The recurrence rate of superficial bladder cancer is still high even the patients received postoperative intravesical infusion of chemotherapeutic drugs, such as mitomycin C (MMC). Some studies showed that intravesical infusion of small interfering RNA (siRNA) could suppress the growth of bladder cancer in nude mice. This study was to establish an orthotopic animal model bearing human bladder cancer, monitor tumor progression by magnetic resonance imaging (MRI), and observe the synergistic effect of survivin short hairpin RNA (shRNA) in combination with MMC for intravesical treatment using this animal model.Human bladder cancer cell line T24 was inoculated into the bladders of 25 BALB/c nude mice to establish orthotopic bladder cancer model. MRI was performed to monitor tumor progression, using Gd-DTPA as contrast agent. The pathologic morphology of the bladders was observed. Eighteen mice bearing bladder cancer were randomized into 3 groups: untreated group, MMC group, and combination group. The bladders were weighed after 6 intravesical infusions.All the 25 mice developed bladder cancer after T24 cell inoculation. On MRI, no change in the bladders was observed at 7 days after inoculation, filling defect in the bladders, accordant to actual tumor size, was detected at 14, 21, and 28 days after inoculation. Pathologic examination showed that tumors grew in mucosa of the bladders at 7 days after inoculation, infiltrated into muscle layer at 14-28 days after inoculation, and invaded serosa at 35 days after inoculation.

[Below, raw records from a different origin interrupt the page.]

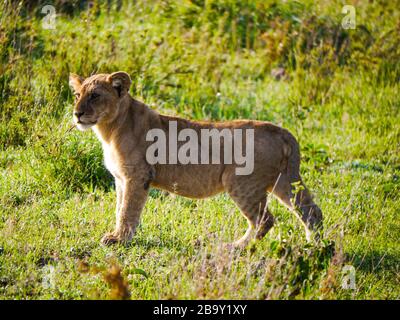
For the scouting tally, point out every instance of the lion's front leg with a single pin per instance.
(132, 200)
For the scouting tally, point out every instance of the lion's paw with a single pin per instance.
(110, 239)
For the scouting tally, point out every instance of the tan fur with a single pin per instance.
(121, 124)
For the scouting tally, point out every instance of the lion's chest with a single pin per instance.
(111, 160)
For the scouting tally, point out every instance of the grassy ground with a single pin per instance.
(201, 60)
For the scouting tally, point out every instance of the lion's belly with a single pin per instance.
(193, 181)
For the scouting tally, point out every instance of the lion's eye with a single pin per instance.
(94, 96)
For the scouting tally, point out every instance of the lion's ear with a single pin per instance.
(75, 82)
(121, 81)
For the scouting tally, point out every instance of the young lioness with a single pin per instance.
(122, 125)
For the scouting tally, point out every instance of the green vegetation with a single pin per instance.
(202, 60)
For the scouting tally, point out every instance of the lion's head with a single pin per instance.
(97, 97)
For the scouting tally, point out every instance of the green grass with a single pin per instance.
(201, 60)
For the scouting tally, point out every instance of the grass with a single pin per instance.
(201, 60)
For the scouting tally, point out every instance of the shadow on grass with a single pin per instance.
(157, 243)
(374, 261)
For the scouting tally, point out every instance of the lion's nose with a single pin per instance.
(78, 114)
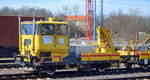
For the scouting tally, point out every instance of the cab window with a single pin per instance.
(48, 29)
(61, 29)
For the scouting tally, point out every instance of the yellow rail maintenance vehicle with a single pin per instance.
(42, 45)
(144, 54)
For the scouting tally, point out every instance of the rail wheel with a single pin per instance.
(144, 66)
(100, 69)
(50, 71)
(128, 65)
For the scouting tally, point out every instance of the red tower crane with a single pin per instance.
(89, 20)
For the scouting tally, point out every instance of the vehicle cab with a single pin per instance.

The inhibition rate of tumor growth was significantly higher in combination group than in MMC group (56.34% vs. 33.45%, P<0.05).We successfully established an orthotopic bladder cancer model, which could simulate the progression of human bladder cancer approximately. MRI is a reliable way for dynamic detection of murine orthotopic bladder tumor. Down-regulating survivin expression by RNA interference could enhance the antitumor effect of MMC.